We got back from Bonnaroo a few days ago and saw some really awesome music—especially from headliners Beastie Boys and Bruce Springsteen and other favorites Wilco, Ani DiFranco, Jenny Lewis, MGMT, Snoop Dogg, Phoenix, Dillinger Escape Plan, and Ben Harper and Relentless7. Also loved discovering new bands (like Hockey, seriously check them out). Some things we thought we’d never see? Flavor Flav totally rocking out in Public Enemy. Yeah, he might do some dumb stuff on TV, but he and Chuck D have some serious skills. Also, witnessing Ani DiFranco and Janeane Garafalo having a mini political debate. Who would have thought those two would disagree?
But a real highlight was sitting down with the guys from Animal Collective Friday morning, a few hours before they were set to play. Dave Portner (Avey Tare), Noah Lennox (Panda Bear), and Brian Weitz (Geologist) sat down and discussed their Baltimore upbringing, planning their set lists, and what makes them work as a band.

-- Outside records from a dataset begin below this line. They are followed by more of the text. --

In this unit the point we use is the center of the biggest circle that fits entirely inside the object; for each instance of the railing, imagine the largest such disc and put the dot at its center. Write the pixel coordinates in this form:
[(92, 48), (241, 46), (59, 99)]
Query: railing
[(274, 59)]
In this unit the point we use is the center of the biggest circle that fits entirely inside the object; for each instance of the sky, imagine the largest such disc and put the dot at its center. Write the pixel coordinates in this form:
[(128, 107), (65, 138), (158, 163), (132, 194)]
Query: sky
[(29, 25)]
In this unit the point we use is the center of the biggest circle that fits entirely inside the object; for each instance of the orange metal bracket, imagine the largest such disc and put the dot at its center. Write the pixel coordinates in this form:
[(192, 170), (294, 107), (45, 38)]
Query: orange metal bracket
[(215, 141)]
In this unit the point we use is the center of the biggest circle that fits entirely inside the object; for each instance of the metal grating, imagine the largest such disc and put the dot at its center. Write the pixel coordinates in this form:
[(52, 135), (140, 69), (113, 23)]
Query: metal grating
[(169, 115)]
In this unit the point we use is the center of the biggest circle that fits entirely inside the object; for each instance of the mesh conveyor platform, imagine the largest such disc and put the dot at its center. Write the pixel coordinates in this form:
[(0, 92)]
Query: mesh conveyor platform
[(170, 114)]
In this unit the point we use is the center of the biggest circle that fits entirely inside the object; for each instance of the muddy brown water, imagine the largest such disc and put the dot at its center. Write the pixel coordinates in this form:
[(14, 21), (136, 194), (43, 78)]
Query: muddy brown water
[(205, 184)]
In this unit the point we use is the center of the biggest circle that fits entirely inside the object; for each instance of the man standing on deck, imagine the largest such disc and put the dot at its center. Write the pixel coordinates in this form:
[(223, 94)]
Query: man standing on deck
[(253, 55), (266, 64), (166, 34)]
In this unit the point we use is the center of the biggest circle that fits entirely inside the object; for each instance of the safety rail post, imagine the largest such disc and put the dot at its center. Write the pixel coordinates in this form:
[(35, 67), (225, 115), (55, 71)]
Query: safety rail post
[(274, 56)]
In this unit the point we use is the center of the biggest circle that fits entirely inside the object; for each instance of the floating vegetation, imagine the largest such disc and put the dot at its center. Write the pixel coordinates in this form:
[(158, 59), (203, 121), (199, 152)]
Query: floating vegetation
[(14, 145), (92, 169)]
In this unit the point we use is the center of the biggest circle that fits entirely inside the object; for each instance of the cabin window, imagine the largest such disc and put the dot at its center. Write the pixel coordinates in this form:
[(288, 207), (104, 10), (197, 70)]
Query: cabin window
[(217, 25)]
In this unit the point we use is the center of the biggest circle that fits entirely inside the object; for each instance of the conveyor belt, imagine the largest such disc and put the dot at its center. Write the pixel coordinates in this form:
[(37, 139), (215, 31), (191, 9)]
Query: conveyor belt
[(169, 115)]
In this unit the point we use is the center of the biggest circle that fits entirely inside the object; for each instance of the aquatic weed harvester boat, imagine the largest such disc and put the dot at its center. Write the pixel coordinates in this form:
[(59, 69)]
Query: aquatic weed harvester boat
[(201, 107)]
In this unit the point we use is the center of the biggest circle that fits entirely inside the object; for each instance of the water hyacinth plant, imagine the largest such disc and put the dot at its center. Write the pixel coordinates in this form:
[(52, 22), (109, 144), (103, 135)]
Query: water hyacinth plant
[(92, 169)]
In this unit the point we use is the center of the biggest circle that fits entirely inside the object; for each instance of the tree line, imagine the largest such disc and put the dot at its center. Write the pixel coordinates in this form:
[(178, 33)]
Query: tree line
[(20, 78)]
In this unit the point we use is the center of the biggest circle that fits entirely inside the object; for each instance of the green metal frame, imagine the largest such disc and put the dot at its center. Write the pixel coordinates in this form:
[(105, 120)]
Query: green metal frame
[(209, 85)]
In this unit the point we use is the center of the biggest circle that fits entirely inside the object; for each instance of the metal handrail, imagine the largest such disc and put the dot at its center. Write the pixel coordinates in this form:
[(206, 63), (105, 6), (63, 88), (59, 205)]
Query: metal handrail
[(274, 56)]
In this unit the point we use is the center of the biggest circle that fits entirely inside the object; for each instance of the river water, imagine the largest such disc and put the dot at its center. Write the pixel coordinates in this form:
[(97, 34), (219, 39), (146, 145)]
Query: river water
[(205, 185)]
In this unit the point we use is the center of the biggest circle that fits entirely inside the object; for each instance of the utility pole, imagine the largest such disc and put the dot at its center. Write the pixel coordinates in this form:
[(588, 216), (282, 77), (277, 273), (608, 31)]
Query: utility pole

How did growing up in Baltimore help to bolster your creative spirit?
Dave Portner: We hung out in Baltimore mostly in high school, where we all met. I grew up in an area that was very woodsy. It was 22 acres of farmland out in Monkton. That sort of environment had a big influence on how I approach music.
Brian Weitz: In the 90s there weren’t really any all-ages clubs, and bands didn’t come to Baltimore as much, so we ended up going to a lot of DIY stuff. We went to places like the Loft and The Small Intestine and kids would just be playing shows. Seeing them do that was really inspiring because they were in high school, the same age as us at the time.
You guys have since gotten scattered all over the world, between Lisbon, New York City, and DC. Has it been difficult as a group to be so far apart?
Noah Lennox: We’ve known each other for so long that when we do get together and work on stuff, it’s like we’ve never been apart. We also do a lot of file sending over the Internet, so distance doesn’t really affect that. Our songs become songs one way or another.
You guys have said that you like bands who create “really special sonic environments.” How does playing a show of Bonnaroo’s scale affect your own “sonic environment?”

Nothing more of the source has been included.